No a strumentali evocazioni di venti securitari a sostegno di battaglie di retroguardia
L’Unione delle Camere Penali Italiane e il suo Osservatorio Carcere replicano all’allarme lanciato dal sindacato autonomo di Polizia Penitenziaria dopo i tragici eventi di Parigi.
Nel dibattito seguito ai tragici fatti di Parigi si è registrato un intervento del Sindacato Autonomo di Polizia Penitenziaria (SAPPE) che ha lanciato l’allarme fondamentalismo islamico nelle carceri, sottolineando il rischio che la numerosa componente extracomunitaria della popolazione detenuta possa essere facile preda dell’attività di proselitismo del terrorismo di matrice fondamentalista, per invocare una svolta restrittiva nelle modalità di esecuzione della pena.
Si chiede esplicitamente la sospensione del sistema della vigilanza dinamica e del regime penitenziario aperto, che consentirebbero la promiscuità fra i detenuti senza controllo della Polizia Penitenziaria, per evitare che fanatici estremisti, in particolare ex combattenti, possano indottrinare i criminali comuni, specialmente di origine nordafricana, per reclutarli alla causa del terrorismo internazionale.
Non è una novità l’ostilità da parte di alcuni settori della Polizia Penitenziaria rispetto alla sorveglianza dinamica, una modalità di gestione della sicurezza negli Istituti di detenzione basata sulla mobilità dei reclusi e degli operatori penitenziari e sulla reciproca interazione fra gli stessi, piuttosto che sulla segregazione dei primi in spazi circoscritti (le celle in primis), oggetto di mera vigilanza perimetrale. Essa infatti richiede sforzi organizzativi maggiori e maggiori attitudini professionali della mera attività di custodia, come testimoniano le numerose circolari con le quali l’Amministrazione si è prodigata, particolarmente negli ultimi due/tre anni, ad impartire disposizioni e direttive affinché fosse attuata correttamente, su impulso anche dei noti richiami internazionali al miglioramento delle condizioni di detenzione, ma soprattutto in attuazione di imperativi che risalgono all’ormai datata riforma dell’Ordinamento Penitenziario, che risale al 1975, e del Corpo degli Agenti di Custodia, sostituito dalla Polizia Penitenziaria, che risale al 1990.

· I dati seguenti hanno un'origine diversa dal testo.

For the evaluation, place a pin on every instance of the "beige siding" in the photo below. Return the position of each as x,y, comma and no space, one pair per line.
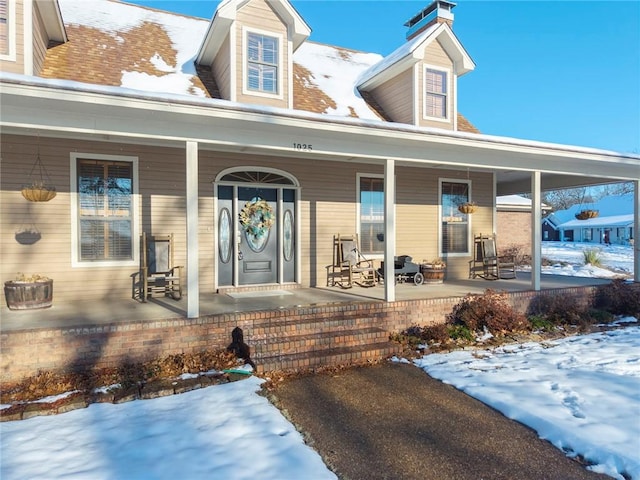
328,202
16,66
221,69
396,98
436,56
40,41
259,15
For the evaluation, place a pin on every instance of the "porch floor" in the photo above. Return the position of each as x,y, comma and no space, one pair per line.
110,310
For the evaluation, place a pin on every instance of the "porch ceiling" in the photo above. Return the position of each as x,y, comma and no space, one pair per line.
102,115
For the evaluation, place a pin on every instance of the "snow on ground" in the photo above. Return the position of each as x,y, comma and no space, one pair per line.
616,260
580,393
227,431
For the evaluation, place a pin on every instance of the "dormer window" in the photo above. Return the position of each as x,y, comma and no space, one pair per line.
263,63
436,93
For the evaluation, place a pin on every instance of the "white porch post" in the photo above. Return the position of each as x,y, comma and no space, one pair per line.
389,230
193,280
536,231
636,231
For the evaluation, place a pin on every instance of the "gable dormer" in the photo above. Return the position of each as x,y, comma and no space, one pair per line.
249,46
27,28
417,83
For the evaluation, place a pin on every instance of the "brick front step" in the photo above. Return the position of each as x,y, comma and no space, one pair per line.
327,356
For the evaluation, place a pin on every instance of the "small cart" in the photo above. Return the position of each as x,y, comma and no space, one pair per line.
404,270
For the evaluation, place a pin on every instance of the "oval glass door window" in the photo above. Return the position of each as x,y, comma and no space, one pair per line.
224,235
287,230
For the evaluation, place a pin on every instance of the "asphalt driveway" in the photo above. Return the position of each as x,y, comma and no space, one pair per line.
393,421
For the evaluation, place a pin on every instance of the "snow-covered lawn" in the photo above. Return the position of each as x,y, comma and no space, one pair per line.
616,260
580,393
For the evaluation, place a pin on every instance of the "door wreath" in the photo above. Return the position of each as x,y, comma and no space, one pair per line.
257,217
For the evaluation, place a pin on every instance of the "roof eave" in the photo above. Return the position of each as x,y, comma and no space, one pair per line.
52,19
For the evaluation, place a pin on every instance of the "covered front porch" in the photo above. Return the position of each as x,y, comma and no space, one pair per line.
88,314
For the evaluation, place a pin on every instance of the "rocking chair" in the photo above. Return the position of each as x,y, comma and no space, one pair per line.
487,263
158,274
349,265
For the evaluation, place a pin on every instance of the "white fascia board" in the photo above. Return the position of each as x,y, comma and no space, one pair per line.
298,27
218,29
52,18
226,125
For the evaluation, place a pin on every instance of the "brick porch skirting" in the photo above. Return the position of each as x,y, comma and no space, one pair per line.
276,335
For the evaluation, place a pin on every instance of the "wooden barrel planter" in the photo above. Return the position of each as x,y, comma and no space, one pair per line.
432,274
28,295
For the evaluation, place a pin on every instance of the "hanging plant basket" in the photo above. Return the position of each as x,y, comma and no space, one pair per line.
587,214
38,192
467,207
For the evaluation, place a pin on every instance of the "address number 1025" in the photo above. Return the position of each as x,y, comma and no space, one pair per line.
302,147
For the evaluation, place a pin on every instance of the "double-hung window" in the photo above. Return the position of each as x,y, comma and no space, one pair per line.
371,191
104,210
262,63
435,104
454,224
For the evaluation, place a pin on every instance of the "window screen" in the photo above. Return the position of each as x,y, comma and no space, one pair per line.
371,215
455,225
262,65
436,93
105,197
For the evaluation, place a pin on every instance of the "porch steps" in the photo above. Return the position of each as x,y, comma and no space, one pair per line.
336,346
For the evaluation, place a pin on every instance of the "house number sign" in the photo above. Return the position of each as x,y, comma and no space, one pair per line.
302,147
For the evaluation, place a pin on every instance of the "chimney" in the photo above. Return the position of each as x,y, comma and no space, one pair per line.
438,12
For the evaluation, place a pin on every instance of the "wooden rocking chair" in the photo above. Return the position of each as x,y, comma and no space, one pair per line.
349,265
487,263
158,274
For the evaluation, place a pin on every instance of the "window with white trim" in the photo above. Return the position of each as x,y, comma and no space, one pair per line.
454,224
436,99
104,210
371,197
262,63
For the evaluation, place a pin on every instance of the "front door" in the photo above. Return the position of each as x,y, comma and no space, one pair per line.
256,233
257,236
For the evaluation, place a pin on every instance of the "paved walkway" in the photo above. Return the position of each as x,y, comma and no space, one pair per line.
393,421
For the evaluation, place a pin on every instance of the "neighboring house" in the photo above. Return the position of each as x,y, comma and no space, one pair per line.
614,223
513,220
149,121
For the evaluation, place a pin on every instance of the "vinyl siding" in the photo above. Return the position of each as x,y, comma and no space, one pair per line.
396,98
436,56
16,66
258,15
40,42
221,69
328,205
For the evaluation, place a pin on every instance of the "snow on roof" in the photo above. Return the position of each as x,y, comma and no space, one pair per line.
327,64
609,221
398,54
608,207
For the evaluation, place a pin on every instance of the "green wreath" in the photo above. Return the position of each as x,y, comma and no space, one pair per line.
257,217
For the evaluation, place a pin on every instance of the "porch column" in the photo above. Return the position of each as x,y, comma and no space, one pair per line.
389,230
636,231
536,231
193,281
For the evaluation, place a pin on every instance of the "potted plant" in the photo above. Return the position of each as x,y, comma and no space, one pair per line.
433,271
467,207
29,292
587,214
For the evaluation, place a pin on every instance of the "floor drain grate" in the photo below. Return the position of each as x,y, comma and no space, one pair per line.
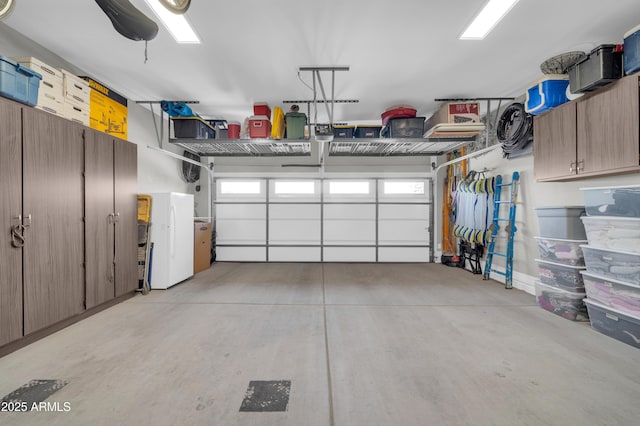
35,392
266,395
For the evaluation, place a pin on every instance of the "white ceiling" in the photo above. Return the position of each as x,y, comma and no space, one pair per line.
399,52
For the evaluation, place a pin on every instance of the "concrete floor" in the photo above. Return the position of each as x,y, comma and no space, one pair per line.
418,344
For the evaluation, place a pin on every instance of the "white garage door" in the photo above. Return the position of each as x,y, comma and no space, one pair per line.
323,220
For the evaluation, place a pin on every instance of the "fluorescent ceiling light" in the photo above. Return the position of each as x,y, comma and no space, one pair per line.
487,19
177,25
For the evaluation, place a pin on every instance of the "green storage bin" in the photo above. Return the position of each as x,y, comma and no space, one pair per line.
295,122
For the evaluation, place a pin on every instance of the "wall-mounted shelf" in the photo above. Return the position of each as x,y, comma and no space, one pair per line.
384,147
388,147
245,147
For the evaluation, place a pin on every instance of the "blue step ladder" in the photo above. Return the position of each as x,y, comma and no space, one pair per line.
510,228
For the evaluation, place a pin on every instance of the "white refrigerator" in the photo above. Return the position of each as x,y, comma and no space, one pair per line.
172,237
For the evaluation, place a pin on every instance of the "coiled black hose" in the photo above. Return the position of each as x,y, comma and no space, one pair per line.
515,131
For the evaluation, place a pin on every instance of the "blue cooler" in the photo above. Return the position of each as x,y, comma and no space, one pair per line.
632,51
547,93
18,82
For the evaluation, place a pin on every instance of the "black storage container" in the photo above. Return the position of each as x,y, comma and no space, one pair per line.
601,67
366,131
411,127
192,128
343,131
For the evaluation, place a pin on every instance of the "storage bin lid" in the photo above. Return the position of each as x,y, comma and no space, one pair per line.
560,211
579,268
575,295
613,280
610,219
608,250
560,239
609,187
547,77
602,307
296,114
8,60
632,31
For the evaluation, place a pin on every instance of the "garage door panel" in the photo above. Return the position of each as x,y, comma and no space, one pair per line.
349,254
241,254
403,254
294,254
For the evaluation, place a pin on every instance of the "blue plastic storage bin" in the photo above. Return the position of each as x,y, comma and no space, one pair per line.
632,51
18,83
547,93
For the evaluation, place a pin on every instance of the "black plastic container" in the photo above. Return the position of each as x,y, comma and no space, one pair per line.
343,131
192,128
365,131
601,67
410,127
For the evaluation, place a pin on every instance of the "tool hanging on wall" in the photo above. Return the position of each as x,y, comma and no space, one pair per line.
515,131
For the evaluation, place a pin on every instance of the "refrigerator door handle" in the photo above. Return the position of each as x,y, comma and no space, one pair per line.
172,225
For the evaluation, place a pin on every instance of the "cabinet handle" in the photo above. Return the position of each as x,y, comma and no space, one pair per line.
17,236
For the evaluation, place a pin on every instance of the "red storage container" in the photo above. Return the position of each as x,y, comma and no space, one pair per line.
259,127
399,111
233,130
262,108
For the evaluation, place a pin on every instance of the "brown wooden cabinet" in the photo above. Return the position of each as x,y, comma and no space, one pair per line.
10,210
53,253
597,134
125,183
68,213
111,217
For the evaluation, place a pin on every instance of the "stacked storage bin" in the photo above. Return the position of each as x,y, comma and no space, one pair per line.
50,94
612,278
77,96
560,289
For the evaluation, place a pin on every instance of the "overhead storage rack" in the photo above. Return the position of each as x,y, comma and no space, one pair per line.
245,147
354,147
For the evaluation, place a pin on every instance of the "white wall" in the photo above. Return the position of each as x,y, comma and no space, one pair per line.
156,172
532,195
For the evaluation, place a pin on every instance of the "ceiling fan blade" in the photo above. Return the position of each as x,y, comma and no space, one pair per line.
179,7
6,6
128,20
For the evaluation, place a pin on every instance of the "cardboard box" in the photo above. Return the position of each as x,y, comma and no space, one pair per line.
456,113
108,109
202,246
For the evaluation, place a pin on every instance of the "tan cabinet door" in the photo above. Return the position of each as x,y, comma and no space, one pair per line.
554,146
99,218
10,208
126,209
609,128
53,163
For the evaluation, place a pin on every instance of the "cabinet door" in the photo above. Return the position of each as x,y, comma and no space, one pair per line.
608,127
10,208
554,146
99,219
53,164
126,208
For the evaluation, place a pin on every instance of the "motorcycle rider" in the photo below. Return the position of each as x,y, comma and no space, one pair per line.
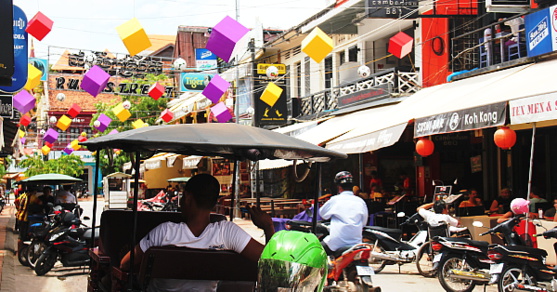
348,214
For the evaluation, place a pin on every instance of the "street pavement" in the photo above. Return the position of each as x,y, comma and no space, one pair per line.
15,277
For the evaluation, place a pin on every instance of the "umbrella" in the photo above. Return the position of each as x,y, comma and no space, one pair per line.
51,178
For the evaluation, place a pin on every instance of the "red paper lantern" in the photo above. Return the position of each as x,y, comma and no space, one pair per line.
504,138
425,147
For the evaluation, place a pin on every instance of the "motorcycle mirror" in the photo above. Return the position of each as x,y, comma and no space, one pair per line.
477,224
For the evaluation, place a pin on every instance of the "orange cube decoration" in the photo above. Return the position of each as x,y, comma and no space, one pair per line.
271,94
39,26
400,45
317,45
134,37
167,116
156,91
122,113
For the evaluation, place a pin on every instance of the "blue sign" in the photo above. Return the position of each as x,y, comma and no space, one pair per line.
194,81
541,30
20,52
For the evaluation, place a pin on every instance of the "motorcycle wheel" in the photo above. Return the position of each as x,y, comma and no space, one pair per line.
45,263
512,276
34,251
451,284
376,264
424,261
22,255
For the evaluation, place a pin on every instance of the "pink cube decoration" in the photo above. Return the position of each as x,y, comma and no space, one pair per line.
25,120
221,112
24,101
400,45
39,26
50,136
216,88
74,110
104,121
167,116
95,80
156,91
224,37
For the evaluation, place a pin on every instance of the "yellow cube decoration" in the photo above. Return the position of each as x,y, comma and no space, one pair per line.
134,37
122,113
45,150
138,124
75,145
317,45
271,94
33,77
64,123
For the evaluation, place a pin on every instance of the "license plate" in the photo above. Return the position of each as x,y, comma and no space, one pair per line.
364,270
495,268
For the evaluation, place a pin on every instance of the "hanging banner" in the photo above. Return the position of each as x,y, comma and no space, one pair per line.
491,115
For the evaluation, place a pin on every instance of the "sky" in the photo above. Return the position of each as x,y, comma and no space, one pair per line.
91,25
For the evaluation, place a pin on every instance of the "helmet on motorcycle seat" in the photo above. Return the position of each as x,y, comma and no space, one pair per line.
344,177
292,260
519,206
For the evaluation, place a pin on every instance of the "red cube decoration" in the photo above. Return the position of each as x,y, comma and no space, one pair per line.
167,116
39,26
74,110
25,120
156,91
400,45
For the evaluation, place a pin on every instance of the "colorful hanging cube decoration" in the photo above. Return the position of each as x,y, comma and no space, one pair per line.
74,110
400,45
224,37
271,94
33,77
167,115
221,112
39,26
216,88
122,113
24,101
134,37
45,150
94,81
50,136
103,122
25,120
64,123
317,45
156,91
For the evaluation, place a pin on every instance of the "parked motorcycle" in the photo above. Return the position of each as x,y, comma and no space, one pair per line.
463,263
523,268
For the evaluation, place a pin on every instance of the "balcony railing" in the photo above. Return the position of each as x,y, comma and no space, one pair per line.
399,84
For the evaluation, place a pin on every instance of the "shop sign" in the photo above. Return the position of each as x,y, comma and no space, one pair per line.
391,8
462,120
541,31
376,92
533,109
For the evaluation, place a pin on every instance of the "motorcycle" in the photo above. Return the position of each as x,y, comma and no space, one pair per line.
67,242
463,263
523,268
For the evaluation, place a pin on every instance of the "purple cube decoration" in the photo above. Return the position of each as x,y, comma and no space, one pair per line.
224,37
216,88
24,101
50,136
95,80
104,121
221,112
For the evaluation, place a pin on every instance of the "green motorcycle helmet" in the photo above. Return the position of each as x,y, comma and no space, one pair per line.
292,260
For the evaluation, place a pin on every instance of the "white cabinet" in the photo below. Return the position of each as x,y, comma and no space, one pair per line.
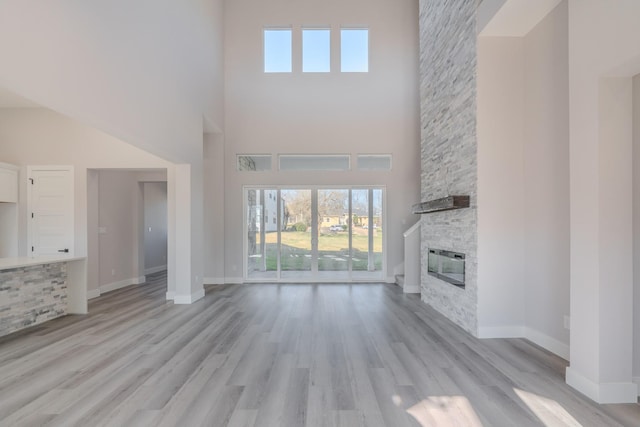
8,183
8,210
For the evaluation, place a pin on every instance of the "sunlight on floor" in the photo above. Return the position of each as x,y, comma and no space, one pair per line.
550,412
443,411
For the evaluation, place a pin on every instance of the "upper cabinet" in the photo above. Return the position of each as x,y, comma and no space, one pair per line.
8,183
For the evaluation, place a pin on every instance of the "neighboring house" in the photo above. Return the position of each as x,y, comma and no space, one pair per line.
531,108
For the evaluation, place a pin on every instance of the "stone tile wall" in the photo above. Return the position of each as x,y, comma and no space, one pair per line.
448,61
32,295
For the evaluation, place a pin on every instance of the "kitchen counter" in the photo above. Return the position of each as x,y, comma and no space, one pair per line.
16,262
35,290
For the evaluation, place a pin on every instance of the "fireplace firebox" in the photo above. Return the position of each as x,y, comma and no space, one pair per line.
447,266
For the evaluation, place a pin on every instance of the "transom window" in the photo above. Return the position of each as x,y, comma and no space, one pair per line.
354,50
316,50
277,50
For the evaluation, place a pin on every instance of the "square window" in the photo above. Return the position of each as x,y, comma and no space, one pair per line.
354,50
277,50
316,50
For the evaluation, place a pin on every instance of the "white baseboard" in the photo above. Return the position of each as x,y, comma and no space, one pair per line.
543,340
213,281
501,332
155,269
93,293
548,343
409,289
603,393
120,284
188,299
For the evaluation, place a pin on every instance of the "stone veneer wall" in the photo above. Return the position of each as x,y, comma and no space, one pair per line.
32,295
448,61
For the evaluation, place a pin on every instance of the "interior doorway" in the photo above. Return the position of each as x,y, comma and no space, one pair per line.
314,234
155,226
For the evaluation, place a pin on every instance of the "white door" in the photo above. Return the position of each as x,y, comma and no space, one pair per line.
51,210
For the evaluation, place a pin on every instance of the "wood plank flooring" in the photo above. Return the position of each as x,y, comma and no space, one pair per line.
281,355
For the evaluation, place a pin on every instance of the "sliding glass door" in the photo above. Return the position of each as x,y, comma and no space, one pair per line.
314,234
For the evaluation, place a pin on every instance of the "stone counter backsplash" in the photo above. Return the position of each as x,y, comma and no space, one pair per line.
32,295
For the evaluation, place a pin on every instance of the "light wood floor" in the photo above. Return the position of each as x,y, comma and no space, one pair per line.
281,355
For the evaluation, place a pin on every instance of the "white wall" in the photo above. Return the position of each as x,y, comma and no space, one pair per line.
546,172
142,72
155,226
604,52
501,197
523,184
214,223
41,137
636,227
375,112
149,74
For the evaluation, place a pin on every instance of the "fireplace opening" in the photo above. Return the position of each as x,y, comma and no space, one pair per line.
447,266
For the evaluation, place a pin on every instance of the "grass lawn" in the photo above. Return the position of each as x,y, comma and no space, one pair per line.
333,250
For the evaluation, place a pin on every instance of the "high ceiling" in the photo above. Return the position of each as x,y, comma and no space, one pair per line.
11,100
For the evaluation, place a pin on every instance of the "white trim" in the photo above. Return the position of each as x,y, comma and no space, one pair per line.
30,169
407,289
602,392
157,269
138,280
213,281
548,343
189,299
118,285
543,340
501,332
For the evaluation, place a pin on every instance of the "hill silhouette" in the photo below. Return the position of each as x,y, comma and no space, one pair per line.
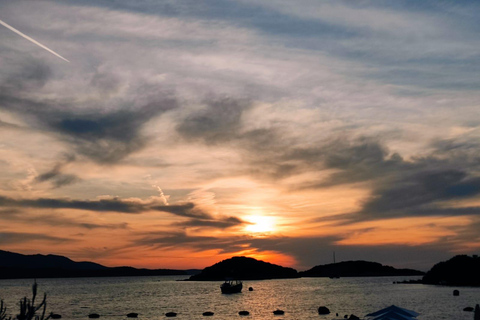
461,270
357,269
244,268
15,265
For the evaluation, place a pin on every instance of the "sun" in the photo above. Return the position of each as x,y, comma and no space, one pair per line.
260,224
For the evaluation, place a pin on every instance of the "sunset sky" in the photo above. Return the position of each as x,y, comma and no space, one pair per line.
184,132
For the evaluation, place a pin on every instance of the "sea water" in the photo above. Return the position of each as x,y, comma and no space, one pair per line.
152,297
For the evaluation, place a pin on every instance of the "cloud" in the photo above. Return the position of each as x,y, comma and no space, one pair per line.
103,135
56,220
219,121
56,177
196,216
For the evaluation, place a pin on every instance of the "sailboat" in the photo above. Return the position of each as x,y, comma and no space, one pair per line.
334,276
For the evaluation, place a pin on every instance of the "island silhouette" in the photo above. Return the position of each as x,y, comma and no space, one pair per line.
461,270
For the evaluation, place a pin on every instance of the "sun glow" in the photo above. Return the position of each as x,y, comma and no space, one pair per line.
260,224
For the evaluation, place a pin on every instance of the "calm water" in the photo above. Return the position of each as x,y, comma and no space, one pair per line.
152,297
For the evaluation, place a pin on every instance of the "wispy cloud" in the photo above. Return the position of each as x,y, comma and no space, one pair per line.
32,40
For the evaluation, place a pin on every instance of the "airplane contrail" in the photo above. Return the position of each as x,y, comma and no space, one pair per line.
32,40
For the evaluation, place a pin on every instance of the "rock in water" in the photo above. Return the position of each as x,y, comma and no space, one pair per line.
323,310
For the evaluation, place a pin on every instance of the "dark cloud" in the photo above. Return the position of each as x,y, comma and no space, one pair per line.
7,238
55,175
102,205
56,220
196,217
401,188
308,251
218,122
104,135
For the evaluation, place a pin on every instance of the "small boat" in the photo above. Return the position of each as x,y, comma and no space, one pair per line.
231,286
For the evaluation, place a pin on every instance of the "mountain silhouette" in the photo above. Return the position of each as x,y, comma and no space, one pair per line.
244,268
15,265
461,270
357,269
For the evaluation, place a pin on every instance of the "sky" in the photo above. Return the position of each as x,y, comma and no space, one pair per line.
175,134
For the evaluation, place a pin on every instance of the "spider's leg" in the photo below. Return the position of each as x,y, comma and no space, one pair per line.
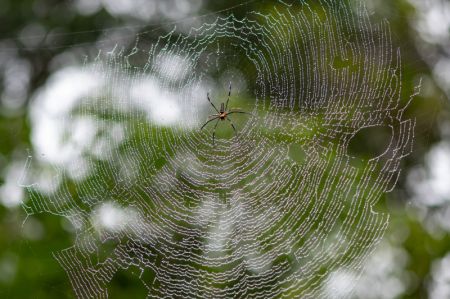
208,122
209,100
232,125
228,99
214,132
237,111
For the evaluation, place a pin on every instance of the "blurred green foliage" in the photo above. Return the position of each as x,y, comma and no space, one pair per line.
34,273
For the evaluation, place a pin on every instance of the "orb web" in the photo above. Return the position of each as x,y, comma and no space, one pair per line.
268,211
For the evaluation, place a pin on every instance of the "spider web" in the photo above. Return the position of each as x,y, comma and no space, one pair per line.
271,211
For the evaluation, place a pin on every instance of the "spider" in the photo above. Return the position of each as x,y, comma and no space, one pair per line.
222,114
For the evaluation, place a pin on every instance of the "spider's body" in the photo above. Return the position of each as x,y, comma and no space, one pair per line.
222,114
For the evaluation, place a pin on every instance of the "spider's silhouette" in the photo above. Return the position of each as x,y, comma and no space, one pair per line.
222,114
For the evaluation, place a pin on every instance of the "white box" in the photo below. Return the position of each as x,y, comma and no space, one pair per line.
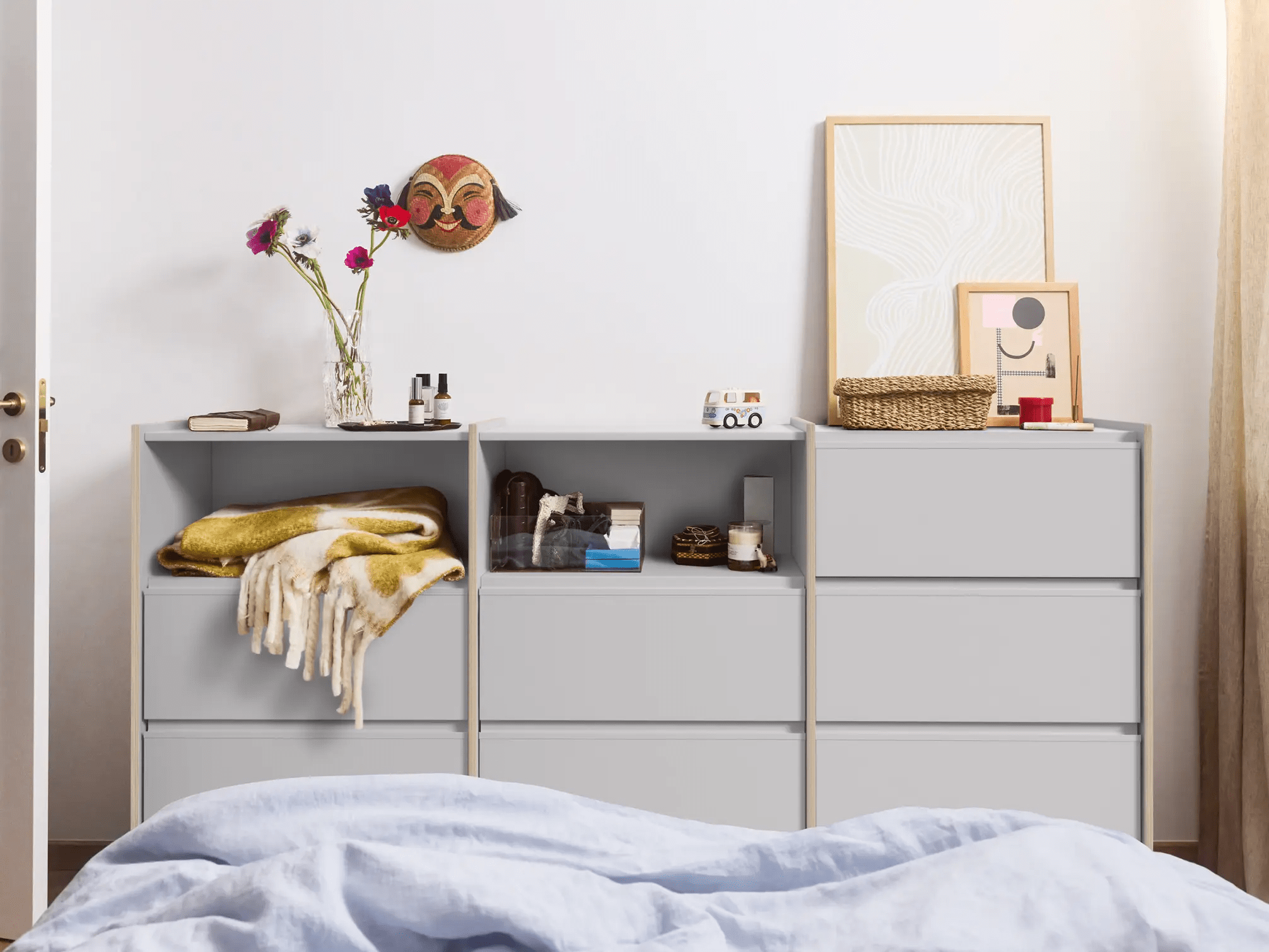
761,507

é tuttavia ormai diffusa la convinzione che, a dispetto delle ricorrenti resistenze di alcune componenti dei sindacati del settore, il cambio di prospettiva richiesto agli operatori, oltre ad essere essenziale per il trattamento e per garantire condizioni di detenzione conformi ai richiesti parametri di civiltà, risponde anche ad un’esigenza di qualità della gestione della sicurezza, poiché mira ad una conoscenza individuale dei detenuti, attuabile solo attraverso l’interazione e non nell’isolamento.
É fin troppo agevole domandarsi dove potrebbero verificarsi le temute attività di proselitismo ed indottrinamento ad opera dei fondamentalisti, se non nell’isolamento forzato all’interno delle celle piuttosto che nelle attività di comunità gestite dagli operatori del trattamento.
Invocare una stretta sui detenuti di origine extracomunitaria per evitare il contagio, dunque, non ha alcun senso, se non quello di rispondere ad un pregiudizio di matrice etnica.
Non resta che augurarsi (ma ne siamo certi) che il Ministro della Giustizia, che viene direttamente chiamato in causa, non stenti a riconoscere nella sollecitazione rivoltagli una strumentale evocazione dei venti securitari che le tragedie di questi giorni sollevano nell’opinione pubblica a sostegno di una battaglia di retroguardia.